Саму Елену воспитывали без перекосов, без понимания, что «аборт — это легко и просто», но и не в концепции «забеременела — обязательно нужно родить».
— Помню, еду в такси. Таксист болтает, радио поёт, ребёнок вовсю шевелится. А я рассуждаю. И так, и эдак. И понимаю: нет, не буду я делать аборт. Не буду! Когда приняла решение, стало легче. Доходила беременность относительно спокойно, хотя была готова ко всему: к рождению нездорового ребёнка, к сбору средств на помощь, к тому, что мой образ жизни кардинально поменяется.

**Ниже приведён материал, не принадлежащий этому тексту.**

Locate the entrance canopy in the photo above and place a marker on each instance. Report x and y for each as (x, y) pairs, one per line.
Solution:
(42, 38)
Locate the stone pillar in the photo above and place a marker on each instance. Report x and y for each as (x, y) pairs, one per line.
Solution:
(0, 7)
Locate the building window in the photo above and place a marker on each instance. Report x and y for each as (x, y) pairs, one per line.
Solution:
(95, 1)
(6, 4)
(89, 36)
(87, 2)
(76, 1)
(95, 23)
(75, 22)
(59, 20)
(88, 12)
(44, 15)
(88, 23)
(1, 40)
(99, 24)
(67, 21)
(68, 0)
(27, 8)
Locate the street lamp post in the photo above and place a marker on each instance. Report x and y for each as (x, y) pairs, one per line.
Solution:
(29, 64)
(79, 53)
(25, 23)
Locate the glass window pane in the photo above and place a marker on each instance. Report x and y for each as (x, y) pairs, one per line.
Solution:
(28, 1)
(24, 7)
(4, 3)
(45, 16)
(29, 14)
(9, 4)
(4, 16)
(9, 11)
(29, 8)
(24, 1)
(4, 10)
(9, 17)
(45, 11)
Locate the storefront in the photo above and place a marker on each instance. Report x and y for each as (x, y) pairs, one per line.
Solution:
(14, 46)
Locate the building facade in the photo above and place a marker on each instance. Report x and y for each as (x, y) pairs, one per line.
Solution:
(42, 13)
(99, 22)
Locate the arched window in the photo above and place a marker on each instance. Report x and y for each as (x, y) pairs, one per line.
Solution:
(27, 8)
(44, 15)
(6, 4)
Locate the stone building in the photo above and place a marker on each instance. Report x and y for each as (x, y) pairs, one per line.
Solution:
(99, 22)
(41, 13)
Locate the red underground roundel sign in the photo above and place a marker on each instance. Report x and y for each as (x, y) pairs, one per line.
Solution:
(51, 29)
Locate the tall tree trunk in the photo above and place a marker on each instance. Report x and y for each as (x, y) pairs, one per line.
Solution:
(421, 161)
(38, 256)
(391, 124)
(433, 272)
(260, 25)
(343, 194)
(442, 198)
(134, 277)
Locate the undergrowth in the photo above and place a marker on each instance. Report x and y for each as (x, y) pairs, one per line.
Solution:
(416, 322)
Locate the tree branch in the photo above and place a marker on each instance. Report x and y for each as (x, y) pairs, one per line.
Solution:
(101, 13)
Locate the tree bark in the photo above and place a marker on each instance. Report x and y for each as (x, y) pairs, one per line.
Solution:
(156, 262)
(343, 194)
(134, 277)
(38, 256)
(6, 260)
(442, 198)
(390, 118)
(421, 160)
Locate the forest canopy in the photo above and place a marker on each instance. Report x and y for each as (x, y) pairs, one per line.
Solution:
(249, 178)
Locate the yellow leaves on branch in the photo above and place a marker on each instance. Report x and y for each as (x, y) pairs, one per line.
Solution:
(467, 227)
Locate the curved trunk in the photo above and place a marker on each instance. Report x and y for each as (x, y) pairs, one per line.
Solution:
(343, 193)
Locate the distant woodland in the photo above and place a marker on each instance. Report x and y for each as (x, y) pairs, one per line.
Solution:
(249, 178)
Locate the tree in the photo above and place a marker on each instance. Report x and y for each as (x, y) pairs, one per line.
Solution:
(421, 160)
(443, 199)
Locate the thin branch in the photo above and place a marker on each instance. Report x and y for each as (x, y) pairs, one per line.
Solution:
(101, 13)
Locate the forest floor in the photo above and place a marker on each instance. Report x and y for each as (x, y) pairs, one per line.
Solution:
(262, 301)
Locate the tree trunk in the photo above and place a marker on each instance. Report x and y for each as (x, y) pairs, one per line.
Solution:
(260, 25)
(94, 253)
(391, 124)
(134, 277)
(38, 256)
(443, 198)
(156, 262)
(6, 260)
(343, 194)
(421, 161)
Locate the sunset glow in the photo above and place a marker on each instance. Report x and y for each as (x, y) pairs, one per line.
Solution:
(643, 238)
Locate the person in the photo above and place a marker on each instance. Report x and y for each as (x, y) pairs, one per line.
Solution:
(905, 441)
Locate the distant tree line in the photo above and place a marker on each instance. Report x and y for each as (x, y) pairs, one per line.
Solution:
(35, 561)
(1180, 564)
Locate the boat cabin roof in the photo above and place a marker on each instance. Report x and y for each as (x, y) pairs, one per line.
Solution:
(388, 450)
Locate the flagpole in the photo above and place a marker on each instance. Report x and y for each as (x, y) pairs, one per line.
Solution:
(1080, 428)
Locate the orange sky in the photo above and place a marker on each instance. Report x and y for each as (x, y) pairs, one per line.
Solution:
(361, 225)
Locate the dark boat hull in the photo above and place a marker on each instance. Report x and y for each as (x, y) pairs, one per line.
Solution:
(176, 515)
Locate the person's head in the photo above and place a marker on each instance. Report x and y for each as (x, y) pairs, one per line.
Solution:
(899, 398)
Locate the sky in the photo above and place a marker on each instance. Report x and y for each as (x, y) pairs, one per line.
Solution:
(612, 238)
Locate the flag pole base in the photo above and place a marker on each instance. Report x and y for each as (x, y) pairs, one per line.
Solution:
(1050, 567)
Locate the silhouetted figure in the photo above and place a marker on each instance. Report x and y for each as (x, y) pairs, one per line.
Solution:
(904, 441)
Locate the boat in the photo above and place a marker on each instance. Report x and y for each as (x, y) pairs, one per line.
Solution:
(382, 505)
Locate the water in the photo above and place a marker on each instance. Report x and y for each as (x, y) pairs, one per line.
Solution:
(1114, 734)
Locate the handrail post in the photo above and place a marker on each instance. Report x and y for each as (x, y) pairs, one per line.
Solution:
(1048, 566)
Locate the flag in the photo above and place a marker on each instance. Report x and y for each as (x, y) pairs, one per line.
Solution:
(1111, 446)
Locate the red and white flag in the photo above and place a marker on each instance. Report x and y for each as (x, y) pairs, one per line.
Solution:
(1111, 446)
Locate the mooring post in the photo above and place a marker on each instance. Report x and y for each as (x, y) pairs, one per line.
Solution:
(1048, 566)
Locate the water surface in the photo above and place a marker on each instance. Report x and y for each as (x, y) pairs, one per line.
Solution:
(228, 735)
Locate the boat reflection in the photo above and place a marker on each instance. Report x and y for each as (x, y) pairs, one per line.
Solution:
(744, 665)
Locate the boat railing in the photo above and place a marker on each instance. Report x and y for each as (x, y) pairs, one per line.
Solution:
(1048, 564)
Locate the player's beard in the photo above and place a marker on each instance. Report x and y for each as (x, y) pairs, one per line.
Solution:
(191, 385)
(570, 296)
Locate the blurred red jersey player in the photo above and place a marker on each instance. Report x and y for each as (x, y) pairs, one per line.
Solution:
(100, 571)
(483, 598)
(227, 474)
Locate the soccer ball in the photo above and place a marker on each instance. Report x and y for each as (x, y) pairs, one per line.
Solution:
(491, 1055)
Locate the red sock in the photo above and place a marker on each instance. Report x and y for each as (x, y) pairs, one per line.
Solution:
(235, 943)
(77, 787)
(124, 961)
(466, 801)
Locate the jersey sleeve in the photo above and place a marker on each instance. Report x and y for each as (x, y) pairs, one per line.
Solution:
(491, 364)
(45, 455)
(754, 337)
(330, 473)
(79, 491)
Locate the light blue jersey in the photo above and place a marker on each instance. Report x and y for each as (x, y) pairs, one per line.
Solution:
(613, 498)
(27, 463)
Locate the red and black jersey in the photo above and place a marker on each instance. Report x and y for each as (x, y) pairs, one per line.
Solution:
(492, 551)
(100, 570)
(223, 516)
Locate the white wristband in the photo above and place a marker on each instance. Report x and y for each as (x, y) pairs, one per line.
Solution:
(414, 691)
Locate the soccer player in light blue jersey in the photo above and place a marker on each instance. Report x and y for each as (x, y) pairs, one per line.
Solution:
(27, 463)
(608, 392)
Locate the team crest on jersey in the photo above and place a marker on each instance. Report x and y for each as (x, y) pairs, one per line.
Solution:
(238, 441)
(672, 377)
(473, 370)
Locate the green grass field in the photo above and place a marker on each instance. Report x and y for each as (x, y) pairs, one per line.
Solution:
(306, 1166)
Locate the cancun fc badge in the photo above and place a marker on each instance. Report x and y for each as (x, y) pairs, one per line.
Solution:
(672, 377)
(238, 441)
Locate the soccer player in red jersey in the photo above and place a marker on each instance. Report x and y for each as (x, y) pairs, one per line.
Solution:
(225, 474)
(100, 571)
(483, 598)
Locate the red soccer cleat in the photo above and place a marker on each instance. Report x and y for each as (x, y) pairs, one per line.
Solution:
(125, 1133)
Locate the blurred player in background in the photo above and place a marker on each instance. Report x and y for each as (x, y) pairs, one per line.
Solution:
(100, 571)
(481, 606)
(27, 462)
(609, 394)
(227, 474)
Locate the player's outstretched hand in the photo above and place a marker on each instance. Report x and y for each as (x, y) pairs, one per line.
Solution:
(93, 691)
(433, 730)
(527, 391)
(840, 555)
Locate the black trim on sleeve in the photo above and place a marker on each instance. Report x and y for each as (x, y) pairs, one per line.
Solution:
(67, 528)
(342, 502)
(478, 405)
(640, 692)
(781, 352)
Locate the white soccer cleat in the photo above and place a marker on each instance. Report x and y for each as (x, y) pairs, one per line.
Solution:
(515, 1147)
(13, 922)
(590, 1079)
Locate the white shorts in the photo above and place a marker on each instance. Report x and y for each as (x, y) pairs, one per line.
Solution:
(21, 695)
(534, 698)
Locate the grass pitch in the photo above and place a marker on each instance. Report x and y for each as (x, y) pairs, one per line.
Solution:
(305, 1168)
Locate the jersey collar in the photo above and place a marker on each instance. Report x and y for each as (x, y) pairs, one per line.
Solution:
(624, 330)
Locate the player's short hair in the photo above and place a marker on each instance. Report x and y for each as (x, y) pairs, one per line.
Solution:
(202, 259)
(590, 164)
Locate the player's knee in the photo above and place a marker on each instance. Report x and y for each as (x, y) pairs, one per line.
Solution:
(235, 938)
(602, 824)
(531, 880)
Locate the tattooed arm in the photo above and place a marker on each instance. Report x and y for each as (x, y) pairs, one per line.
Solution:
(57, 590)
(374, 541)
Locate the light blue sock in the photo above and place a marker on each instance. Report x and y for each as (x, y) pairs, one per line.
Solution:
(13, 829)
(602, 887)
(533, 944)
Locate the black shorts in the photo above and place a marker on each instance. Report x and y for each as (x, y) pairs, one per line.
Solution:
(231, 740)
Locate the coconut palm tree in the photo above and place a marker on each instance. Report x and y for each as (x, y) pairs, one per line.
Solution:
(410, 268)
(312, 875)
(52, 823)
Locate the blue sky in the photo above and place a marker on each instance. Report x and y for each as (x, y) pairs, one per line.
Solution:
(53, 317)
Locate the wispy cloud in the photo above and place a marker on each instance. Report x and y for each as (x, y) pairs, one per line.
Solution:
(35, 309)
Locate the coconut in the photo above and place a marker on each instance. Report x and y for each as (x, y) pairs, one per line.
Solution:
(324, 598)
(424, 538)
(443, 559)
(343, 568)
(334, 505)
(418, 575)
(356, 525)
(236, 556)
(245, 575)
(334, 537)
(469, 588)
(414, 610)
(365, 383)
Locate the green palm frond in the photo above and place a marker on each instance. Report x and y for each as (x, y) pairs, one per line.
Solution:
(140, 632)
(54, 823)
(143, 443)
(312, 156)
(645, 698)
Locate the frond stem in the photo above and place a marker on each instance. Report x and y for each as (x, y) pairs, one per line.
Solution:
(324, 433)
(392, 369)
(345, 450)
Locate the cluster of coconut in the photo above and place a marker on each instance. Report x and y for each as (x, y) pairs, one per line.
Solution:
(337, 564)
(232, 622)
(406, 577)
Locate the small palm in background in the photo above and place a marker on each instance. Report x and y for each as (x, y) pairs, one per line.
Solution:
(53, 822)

Новорожденной Александре врачи дали 9 баллов по шкале Апгар. Через пять дней девочка и её мама были дома. Сейчас Александре 14 лет, она занимается скалолазанием, мечтает поставить мировой рекорд и ходит на курсы вожатых. Через восемь лет Елена родила сына Ваню. Она говорит, что получила такую «прививку заботой врачей», что в этот раз лишь ходила на обязательные приёмы, а в роддом поехала, только когда начались схватки. В следующем году её сын, знаток динозавров и любитель велопрогулок, пойдёт в школу.
Нынешние запретительные меры Елена считает непродуманными и несвоевременными.
— Это загубит жизни реальных женщин, — уверена она. — «Соломка» не подстелена: нет беби-боксов, которые для кого-то могли бы стать выходом, участились случаи, когда новорождённых буквально выбрасывают в мусорные баки. Ограничительные меры должны быть результатом многолетней работы, просвещения, эволюции сознания людей, медицины, экономики, государственной политики. Чтобы понять, не жмёт ли обувь, нужно не с линейкой сидеть, а надеть ботинки и пройти в них десять километров.